Mars, Titan, Enceladus and Europa all seem to have the basic ingredients necessary to support human life, but given the lack of an Earth-like environment, man will have to create an independent structural unit with controlled, ecological life support systems that are isolated from the local environment. If this be the case, why build this structure on a planet or a satellite? Why not build the structure in space itself? This is the logic behind the design of space habitats that could either be in orbit around planets or around Lagrangian points – gravity wells where the gravitational attraction of two large astronomical bodies tend to, kind of, cancel each other out. These could be huge structures, many kilometres long and shaped like a cylinder or a torus that spin on an axis to generate the sensation of gravity. Powered by an abundance of solar energy and sustained by recycling materials on a mini-planetary scale, these structures could be sustained by advanced agricultural techniques based on greenhouse and hydroponic technology. Many of these technologies already exist, but the biggest challenge would be to source the construction materials.
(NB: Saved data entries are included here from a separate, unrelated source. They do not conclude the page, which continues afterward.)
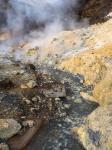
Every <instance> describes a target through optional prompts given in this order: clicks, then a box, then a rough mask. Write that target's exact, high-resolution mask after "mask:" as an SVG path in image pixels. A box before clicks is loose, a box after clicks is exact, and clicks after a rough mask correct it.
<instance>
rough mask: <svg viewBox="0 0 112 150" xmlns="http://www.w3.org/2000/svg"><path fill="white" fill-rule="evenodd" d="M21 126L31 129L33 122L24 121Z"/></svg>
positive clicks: (33, 122)
mask: <svg viewBox="0 0 112 150" xmlns="http://www.w3.org/2000/svg"><path fill="white" fill-rule="evenodd" d="M23 126H24V127H27V126H28V127H30V128H32V127H33V126H34V121H33V120H26V121H24V122H23Z"/></svg>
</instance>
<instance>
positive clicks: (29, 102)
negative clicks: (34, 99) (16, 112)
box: [23, 98, 31, 104]
mask: <svg viewBox="0 0 112 150" xmlns="http://www.w3.org/2000/svg"><path fill="white" fill-rule="evenodd" d="M23 100H24V101H25V102H26V104H30V103H31V101H30V100H29V99H27V98H23Z"/></svg>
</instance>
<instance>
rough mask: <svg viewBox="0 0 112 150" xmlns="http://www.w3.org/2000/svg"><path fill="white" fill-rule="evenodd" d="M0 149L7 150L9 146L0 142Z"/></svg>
mask: <svg viewBox="0 0 112 150" xmlns="http://www.w3.org/2000/svg"><path fill="white" fill-rule="evenodd" d="M0 150H9V146H8V145H7V144H5V143H1V144H0Z"/></svg>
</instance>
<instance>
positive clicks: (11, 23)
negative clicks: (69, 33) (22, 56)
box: [1, 0, 80, 49]
mask: <svg viewBox="0 0 112 150" xmlns="http://www.w3.org/2000/svg"><path fill="white" fill-rule="evenodd" d="M79 6H80V3H79V0H9V7H8V9H7V12H6V14H7V30H8V31H9V32H10V34H11V37H12V38H11V40H10V39H9V40H7V41H6V43H5V47H4V43H3V44H1V45H2V47H1V49H7V48H6V46H7V47H8V46H9V45H12V44H13V43H18V42H21V41H22V40H27V41H29V42H31V41H33V39H38V40H36V41H37V46H38V45H39V44H42V41H43V40H45V39H46V38H48V37H51V36H52V35H53V34H54V33H57V32H60V31H62V30H68V29H69V30H71V29H74V28H75V27H76V26H77V21H76V20H77V15H76V14H75V10H76V9H77V8H79ZM78 25H79V24H78Z"/></svg>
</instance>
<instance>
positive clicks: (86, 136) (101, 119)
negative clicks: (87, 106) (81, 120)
mask: <svg viewBox="0 0 112 150" xmlns="http://www.w3.org/2000/svg"><path fill="white" fill-rule="evenodd" d="M111 124H112V105H110V106H107V107H99V108H97V109H96V110H95V111H94V112H92V113H91V114H90V115H89V116H88V117H87V120H86V123H85V125H83V126H81V127H80V128H78V129H76V128H74V129H73V132H74V133H75V134H77V135H78V136H79V139H80V141H81V142H82V143H83V145H84V147H85V149H87V150H93V149H94V150H111V149H112V125H111Z"/></svg>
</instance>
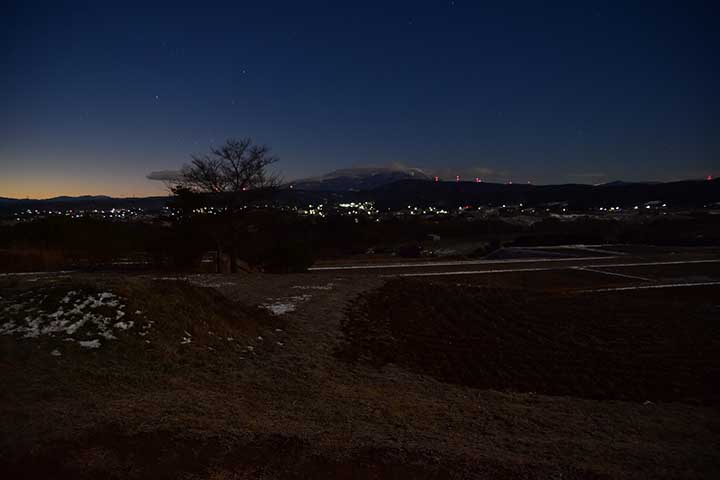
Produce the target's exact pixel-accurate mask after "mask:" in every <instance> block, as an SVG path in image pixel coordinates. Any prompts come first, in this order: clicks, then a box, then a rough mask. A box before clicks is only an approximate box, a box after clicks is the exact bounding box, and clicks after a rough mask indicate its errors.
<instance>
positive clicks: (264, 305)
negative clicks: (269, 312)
mask: <svg viewBox="0 0 720 480" xmlns="http://www.w3.org/2000/svg"><path fill="white" fill-rule="evenodd" d="M311 298H312V295H309V294H304V295H294V296H292V297H288V298H277V299H274V300H276V301H275V302H273V303H264V304H262V305H261V307H263V308H265V309H267V310H269V311H270V313H272V314H273V315H284V314H286V313H288V312H294V311H295V309H296V306H297V304H298V303H302V302H305V301H307V300H310V299H311ZM271 300H273V299H271Z"/></svg>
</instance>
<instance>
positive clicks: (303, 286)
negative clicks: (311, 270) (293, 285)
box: [291, 282, 335, 290]
mask: <svg viewBox="0 0 720 480" xmlns="http://www.w3.org/2000/svg"><path fill="white" fill-rule="evenodd" d="M291 288H294V289H297V290H332V289H333V288H335V284H334V283H332V282H330V283H328V284H326V285H294V286H293V287H291Z"/></svg>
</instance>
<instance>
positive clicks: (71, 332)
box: [0, 290, 134, 348]
mask: <svg viewBox="0 0 720 480" xmlns="http://www.w3.org/2000/svg"><path fill="white" fill-rule="evenodd" d="M47 298H48V296H47V295H44V296H42V297H35V296H32V297H30V296H26V297H25V300H26V303H16V304H13V305H10V306H8V307H5V308H4V310H3V311H4V312H6V313H9V314H11V315H19V316H22V315H24V318H22V319H19V318H17V319H13V320H10V321H8V322H5V323H4V324H2V325H1V326H0V334H2V335H11V334H16V335H20V336H22V337H23V338H38V337H40V336H49V337H55V336H57V335H83V336H85V337H98V336H99V337H102V338H105V339H107V340H112V339H115V338H117V337H116V336H115V334H114V331H113V329H114V328H117V329H119V330H127V329H129V328H131V327H132V326H133V323H134V322H131V321H130V322H120V321H119V320H120V319H121V318H122V317H123V316H124V315H125V312H123V311H122V310H121V309H123V308H124V307H125V305H124V304H123V303H121V299H120V298H119V297H118V296H117V295H115V294H113V293H110V292H101V293H98V294H89V295H88V296H87V297H85V296H84V295H83V294H81V292H78V291H75V290H70V291H68V292H67V293H66V294H65V295H64V296H63V297H62V298H61V299H60V300H58V304H57V306H54V307H53V306H52V305H49V306H47V305H44V302H46V300H47ZM40 305H42V306H44V307H45V308H48V310H50V311H51V312H52V313H46V312H45V311H44V310H43V309H41V308H39V306H40ZM113 323H114V325H113ZM65 341H73V339H72V338H65ZM96 341H97V346H92V345H95V344H94V343H92V342H94V341H92V340H90V341H86V342H84V345H82V346H83V347H85V348H98V347H99V346H100V343H99V340H96ZM88 342H90V343H88ZM82 343H83V342H81V344H82Z"/></svg>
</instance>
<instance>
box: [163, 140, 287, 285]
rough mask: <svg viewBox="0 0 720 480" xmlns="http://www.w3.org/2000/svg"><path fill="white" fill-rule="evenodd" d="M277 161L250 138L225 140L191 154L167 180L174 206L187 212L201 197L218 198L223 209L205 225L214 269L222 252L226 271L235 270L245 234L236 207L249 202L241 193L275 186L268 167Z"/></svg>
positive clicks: (219, 259)
mask: <svg viewBox="0 0 720 480" xmlns="http://www.w3.org/2000/svg"><path fill="white" fill-rule="evenodd" d="M277 161H278V158H277V157H276V156H274V155H271V154H270V148H269V147H267V146H265V145H257V144H255V143H253V141H252V139H250V138H244V139H241V140H235V139H229V140H227V141H226V142H225V143H224V144H223V145H222V146H221V147H219V148H211V149H210V153H209V154H205V155H200V156H197V155H195V156H193V157H192V161H191V162H190V164H189V165H185V166H183V168H182V170H181V171H180V176H179V177H178V179H177V180H176V181H174V182H173V183H171V185H170V190H171V191H172V193H173V194H174V197H175V200H176V202H175V203H176V205H179V206H180V208H181V209H183V210H185V211H187V212H192V211H193V210H194V209H195V208H196V207H197V205H198V203H200V204H201V203H202V202H203V201H205V200H207V201H210V202H212V201H216V202H217V201H218V200H219V201H220V202H221V203H222V204H223V205H224V206H225V207H226V208H227V210H226V211H225V213H224V214H223V215H222V217H219V218H217V220H218V223H217V224H216V225H215V226H214V227H212V228H210V226H209V225H206V228H208V229H209V230H208V233H209V234H210V235H211V236H212V237H213V238H214V241H215V244H216V261H217V265H216V268H217V271H218V272H219V271H221V264H220V262H221V258H222V257H223V255H224V253H223V252H224V251H227V253H228V255H229V257H230V258H229V260H230V271H231V272H236V271H237V258H238V252H237V243H238V239H239V238H240V236H241V235H244V234H245V235H246V234H247V232H245V233H244V232H243V229H242V208H237V207H240V206H242V205H245V204H246V202H247V201H249V198H248V197H246V195H244V194H243V193H242V192H245V191H246V190H258V191H259V190H268V189H270V188H272V187H276V186H278V185H279V184H280V178H279V177H278V175H277V174H275V173H272V172H270V171H269V170H268V167H269V166H270V165H272V164H273V163H275V162H277ZM250 198H254V196H253V197H250ZM203 199H205V200H203ZM213 199H215V200H213Z"/></svg>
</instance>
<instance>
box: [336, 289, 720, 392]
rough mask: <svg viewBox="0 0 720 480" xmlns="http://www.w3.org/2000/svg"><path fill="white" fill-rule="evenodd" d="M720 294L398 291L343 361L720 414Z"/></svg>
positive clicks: (382, 305) (693, 289)
mask: <svg viewBox="0 0 720 480" xmlns="http://www.w3.org/2000/svg"><path fill="white" fill-rule="evenodd" d="M717 299H720V287H701V288H695V289H684V290H675V291H671V292H661V291H658V290H644V291H641V292H640V294H637V293H635V292H622V293H617V294H608V293H600V294H597V293H572V294H571V293H568V294H557V293H555V294H553V293H549V292H542V293H532V292H528V291H527V290H523V289H518V288H515V289H507V288H505V289H500V288H474V289H471V290H467V289H462V288H458V287H456V286H451V285H446V284H438V283H435V282H429V281H422V280H407V279H402V280H394V281H392V282H389V283H388V284H387V285H385V286H384V287H383V288H381V289H378V290H375V291H373V292H372V293H369V294H367V295H364V296H363V297H362V298H361V299H360V300H359V301H358V302H357V303H356V304H355V305H354V306H353V308H352V309H351V312H350V315H349V316H348V318H347V320H346V322H345V323H344V325H343V327H344V332H345V334H346V337H347V339H348V341H347V344H346V345H345V347H344V349H343V350H342V352H341V355H342V356H343V357H344V358H348V359H351V360H358V359H363V360H365V361H368V362H370V363H373V364H376V365H384V364H387V363H395V364H398V365H402V366H405V367H407V368H410V369H412V370H413V371H416V372H418V373H423V374H427V375H432V376H434V377H436V378H438V379H440V380H443V381H446V382H451V383H457V384H461V385H467V386H471V387H478V388H483V389H494V390H508V391H517V392H536V393H540V394H546V395H568V396H574V397H585V398H594V399H602V400H635V401H640V402H642V401H654V402H657V401H683V402H689V403H709V404H717V403H718V401H719V400H720V392H718V390H717V388H716V386H717V385H718V384H720V323H718V322H716V321H715V320H716V319H717V318H718V315H720V303H718V302H717Z"/></svg>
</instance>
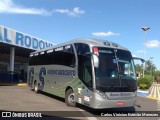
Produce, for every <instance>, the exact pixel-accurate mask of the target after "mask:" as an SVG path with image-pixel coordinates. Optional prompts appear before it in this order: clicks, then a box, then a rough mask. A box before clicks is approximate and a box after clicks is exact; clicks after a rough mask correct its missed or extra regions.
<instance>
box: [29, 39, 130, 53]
mask: <svg viewBox="0 0 160 120" xmlns="http://www.w3.org/2000/svg"><path fill="white" fill-rule="evenodd" d="M73 43H85V44H88V45H89V46H91V47H93V46H96V47H107V48H116V49H122V50H127V51H129V50H128V49H127V48H125V47H123V46H121V45H119V44H117V43H114V42H111V41H108V40H101V39H93V38H79V39H74V40H71V41H68V42H65V43H62V44H58V45H53V46H52V47H49V48H46V49H42V50H38V51H35V52H33V53H37V52H43V51H46V50H50V49H53V48H58V47H61V46H65V45H69V44H73ZM33 53H31V54H33Z"/></svg>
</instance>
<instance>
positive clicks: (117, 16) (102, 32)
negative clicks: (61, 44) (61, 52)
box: [0, 0, 160, 70]
mask: <svg viewBox="0 0 160 120" xmlns="http://www.w3.org/2000/svg"><path fill="white" fill-rule="evenodd" d="M159 11H160V0H0V25H2V26H5V27H9V28H12V29H15V30H17V31H20V32H23V33H26V34H29V35H32V36H35V37H37V38H41V39H43V40H47V41H49V42H52V43H54V44H60V43H64V42H67V41H69V40H72V39H76V38H97V39H103V40H109V41H112V42H116V43H119V44H121V45H122V46H124V47H126V48H128V49H129V50H130V51H131V53H132V55H133V56H137V57H141V58H144V59H146V60H149V59H150V60H152V61H153V63H154V64H155V65H156V67H157V69H158V70H160V54H159V53H160V52H159V51H160V14H159ZM142 27H150V29H149V30H147V31H146V37H145V32H144V31H143V30H142V29H141V28H142ZM144 46H145V48H146V49H144ZM144 53H145V55H144ZM144 56H145V57H144ZM151 58H152V59H151ZM137 63H138V62H137Z"/></svg>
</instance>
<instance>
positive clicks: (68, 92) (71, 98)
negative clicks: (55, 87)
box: [65, 89, 76, 107]
mask: <svg viewBox="0 0 160 120" xmlns="http://www.w3.org/2000/svg"><path fill="white" fill-rule="evenodd" d="M65 103H66V104H67V105H68V106H71V107H74V106H76V102H75V96H74V92H73V90H72V89H68V90H67V91H66V95H65Z"/></svg>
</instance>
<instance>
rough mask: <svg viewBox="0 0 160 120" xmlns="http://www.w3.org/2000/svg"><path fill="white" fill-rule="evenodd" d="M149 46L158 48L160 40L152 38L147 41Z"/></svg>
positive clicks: (151, 47)
mask: <svg viewBox="0 0 160 120" xmlns="http://www.w3.org/2000/svg"><path fill="white" fill-rule="evenodd" d="M145 45H146V47H147V48H157V47H159V46H160V41H158V40H150V41H147V42H146V43H145Z"/></svg>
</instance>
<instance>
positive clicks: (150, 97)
mask: <svg viewBox="0 0 160 120" xmlns="http://www.w3.org/2000/svg"><path fill="white" fill-rule="evenodd" d="M146 98H150V99H154V100H158V101H160V98H155V97H152V96H147V97H146Z"/></svg>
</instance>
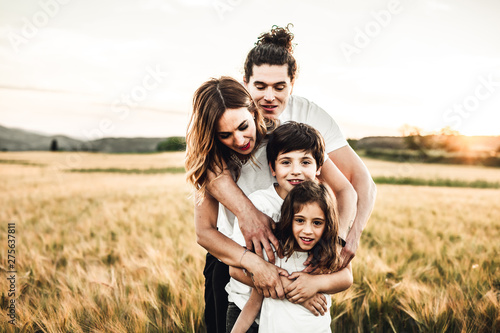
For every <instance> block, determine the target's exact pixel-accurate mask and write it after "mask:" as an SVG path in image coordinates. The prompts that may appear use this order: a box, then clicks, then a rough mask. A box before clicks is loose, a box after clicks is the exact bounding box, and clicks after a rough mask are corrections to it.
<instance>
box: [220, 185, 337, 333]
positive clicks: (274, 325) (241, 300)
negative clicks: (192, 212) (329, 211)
mask: <svg viewBox="0 0 500 333" xmlns="http://www.w3.org/2000/svg"><path fill="white" fill-rule="evenodd" d="M248 198H249V199H250V201H252V203H253V204H254V206H255V208H257V209H258V210H260V211H261V212H263V213H265V214H266V215H268V216H270V217H271V218H272V219H273V220H274V222H275V223H276V222H279V219H280V214H281V206H282V205H283V201H284V200H283V199H282V198H281V197H280V196H279V195H278V192H276V188H275V187H274V184H272V185H271V186H269V187H268V188H267V189H265V190H259V191H256V192H254V193H252V194H250V195H249V196H248ZM233 240H234V241H235V242H236V243H238V244H240V245H242V246H245V238H244V237H243V234H242V233H241V230H240V227H239V224H238V219H237V218H236V219H235V220H234V232H233ZM264 255H265V253H264ZM265 259H266V260H267V256H265ZM306 259H307V252H294V253H293V254H292V256H290V258H279V257H277V256H276V261H275V265H276V266H278V267H281V268H284V269H286V270H287V271H288V273H289V274H291V273H293V272H299V271H302V270H303V269H305V268H306V267H305V266H304V262H305V261H306ZM226 291H227V294H228V300H229V301H230V302H233V303H234V304H236V306H238V308H240V310H241V309H243V307H244V306H245V304H246V303H247V301H248V299H249V298H250V293H251V291H252V288H251V287H249V286H247V285H246V284H243V283H241V282H239V281H237V280H235V279H233V278H231V279H230V280H229V283H228V284H227V285H226ZM324 295H325V297H326V302H327V307H328V309H327V313H325V315H323V316H318V317H316V316H314V315H313V314H312V313H311V312H310V311H309V310H307V309H306V308H305V307H303V306H302V305H298V304H293V303H290V302H289V301H288V300H274V299H272V298H265V299H264V302H263V303H262V309H261V312H260V313H261V314H260V321H258V323H259V333H260V332H331V331H330V322H331V317H330V306H331V304H332V300H331V297H330V295H327V294H324Z"/></svg>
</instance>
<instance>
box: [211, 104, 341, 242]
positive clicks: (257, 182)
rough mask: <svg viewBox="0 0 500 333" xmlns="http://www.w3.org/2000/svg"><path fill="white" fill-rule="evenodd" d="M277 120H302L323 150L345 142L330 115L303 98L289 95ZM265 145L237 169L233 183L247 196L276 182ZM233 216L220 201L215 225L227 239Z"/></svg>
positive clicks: (321, 109) (256, 150)
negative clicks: (322, 144)
mask: <svg viewBox="0 0 500 333" xmlns="http://www.w3.org/2000/svg"><path fill="white" fill-rule="evenodd" d="M279 120H280V123H281V124H283V123H284V122H286V121H290V120H293V121H296V122H298V123H305V124H308V125H310V126H312V127H313V128H315V129H316V130H318V131H319V132H320V133H321V135H322V136H323V139H324V140H325V146H326V152H327V153H330V152H332V151H334V150H337V149H339V148H341V147H344V146H346V145H347V141H346V139H345V138H344V135H343V134H342V132H341V131H340V128H339V126H338V125H337V123H336V122H335V121H334V120H333V118H332V117H331V116H330V115H329V114H328V113H326V111H324V110H323V109H322V108H320V107H319V106H317V105H316V104H314V103H313V102H310V101H309V100H307V99H306V98H303V97H299V96H293V95H292V96H290V98H289V100H288V104H287V106H286V108H285V110H284V111H283V113H282V114H281V115H280V117H279ZM266 146H267V142H263V143H262V144H261V145H260V146H259V147H258V148H257V150H256V152H255V153H254V159H255V160H256V161H257V165H255V164H254V163H252V162H251V161H248V162H247V163H245V164H244V165H243V167H242V169H241V176H240V178H239V179H238V181H237V182H236V184H238V186H239V187H240V189H241V190H242V191H243V193H245V195H247V196H248V195H249V194H250V193H253V192H255V191H257V190H262V189H265V188H267V187H268V186H269V185H271V184H273V183H274V182H276V179H275V178H274V177H273V175H272V174H271V170H270V169H269V165H268V163H267V156H266ZM234 219H235V216H234V214H233V213H231V211H229V210H228V209H226V208H225V207H224V206H223V205H222V204H219V214H218V217H217V228H218V229H219V231H220V232H222V233H223V234H224V235H226V236H227V237H229V238H231V236H232V233H233V226H234Z"/></svg>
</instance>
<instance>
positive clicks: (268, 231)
mask: <svg viewBox="0 0 500 333" xmlns="http://www.w3.org/2000/svg"><path fill="white" fill-rule="evenodd" d="M252 208H253V209H251V210H249V211H248V212H247V213H246V214H243V216H238V222H239V224H240V229H241V233H242V234H243V236H244V237H245V244H246V247H247V249H249V250H255V253H256V254H257V255H259V256H260V257H261V258H263V255H262V248H264V250H265V251H266V254H267V257H268V259H269V262H270V263H272V264H274V260H275V256H274V252H273V249H272V248H271V245H270V244H271V243H272V244H273V245H274V248H275V249H278V248H279V243H278V239H276V237H275V236H274V234H273V232H272V230H271V228H272V227H274V221H273V220H272V219H271V218H270V217H269V216H267V215H266V214H264V213H262V212H261V211H259V210H258V209H257V208H255V207H253V206H252ZM266 297H267V296H266Z"/></svg>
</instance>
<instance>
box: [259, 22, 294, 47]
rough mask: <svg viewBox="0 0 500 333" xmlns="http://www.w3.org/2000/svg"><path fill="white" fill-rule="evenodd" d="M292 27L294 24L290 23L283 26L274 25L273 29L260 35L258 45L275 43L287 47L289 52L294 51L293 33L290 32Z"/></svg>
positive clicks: (276, 45) (292, 26) (274, 43)
mask: <svg viewBox="0 0 500 333" xmlns="http://www.w3.org/2000/svg"><path fill="white" fill-rule="evenodd" d="M290 27H293V24H291V23H289V24H288V25H287V26H286V27H284V28H282V27H279V26H277V25H273V27H272V28H271V31H269V32H266V33H263V34H262V35H260V36H259V39H258V41H257V43H255V45H256V46H259V45H266V44H274V45H276V46H280V47H283V48H285V49H286V50H287V51H288V52H290V53H293V44H292V40H293V34H292V33H291V32H290Z"/></svg>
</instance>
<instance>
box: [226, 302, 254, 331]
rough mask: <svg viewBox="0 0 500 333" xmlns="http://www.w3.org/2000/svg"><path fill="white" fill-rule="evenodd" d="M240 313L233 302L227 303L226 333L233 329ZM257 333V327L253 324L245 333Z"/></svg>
mask: <svg viewBox="0 0 500 333" xmlns="http://www.w3.org/2000/svg"><path fill="white" fill-rule="evenodd" d="M240 313H241V310H240V308H239V307H238V306H237V305H236V304H234V303H233V302H229V304H228V306H227V319H226V333H231V330H232V329H233V326H234V324H235V323H236V319H238V316H239V315H240ZM258 331H259V325H257V324H256V323H255V322H254V323H253V324H252V326H250V328H249V329H248V331H247V333H257V332H258Z"/></svg>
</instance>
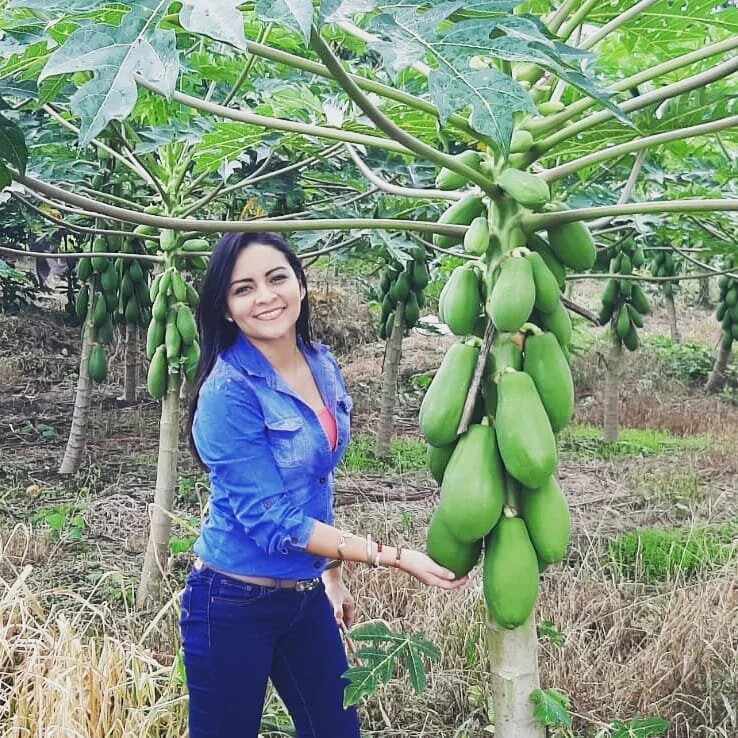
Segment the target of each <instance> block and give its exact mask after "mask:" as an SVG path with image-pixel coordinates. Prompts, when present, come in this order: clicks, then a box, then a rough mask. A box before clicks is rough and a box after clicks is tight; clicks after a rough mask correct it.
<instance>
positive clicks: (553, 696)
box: [530, 689, 571, 726]
mask: <svg viewBox="0 0 738 738" xmlns="http://www.w3.org/2000/svg"><path fill="white" fill-rule="evenodd" d="M530 699H531V702H533V704H534V705H535V708H534V709H533V717H535V719H536V720H537V721H538V722H539V723H540V724H541V725H546V726H548V725H567V726H568V725H571V713H570V712H569V709H570V708H571V700H570V699H569V697H568V696H567V695H566V694H564V693H563V692H560V691H559V690H557V689H536V690H534V691H533V692H532V693H531V696H530Z"/></svg>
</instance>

Carrying them from Earth would be impossibly expensive, but a more feasible approach would be to mine them from other, low-gravity locations. That is where robots will come in very handy because they can be made to mine and transport materials from inhospitable worlds.
Now that we have some options for our second home, some of us will ask the question – why on Earth, pun intended, would we want to go there? One reason of course could be the deterioration of the political and ecological environment that may make Earth uninhabitable. There is also the finite, non-zero probability of some incredible accident that may wipe out life on Earth. But perhaps the biggest compulsion would be man’s curiosity. Two hundred thousand years ago, primitive man walked out of Africa and spread out all over the world. Later on, people from south India crossed the Bay of Bengal to colonise south-east Asia and Europeans spilled out into America and then Australia. Each such excursion led to vast increase in exploitable resources. However, in each case, in each society, there would have been sceptics who would have wondered: Why? But then, there must have been others who said “Why not?” and it is the latter who would eventually prevail!
So would be the case for man in space. Why not?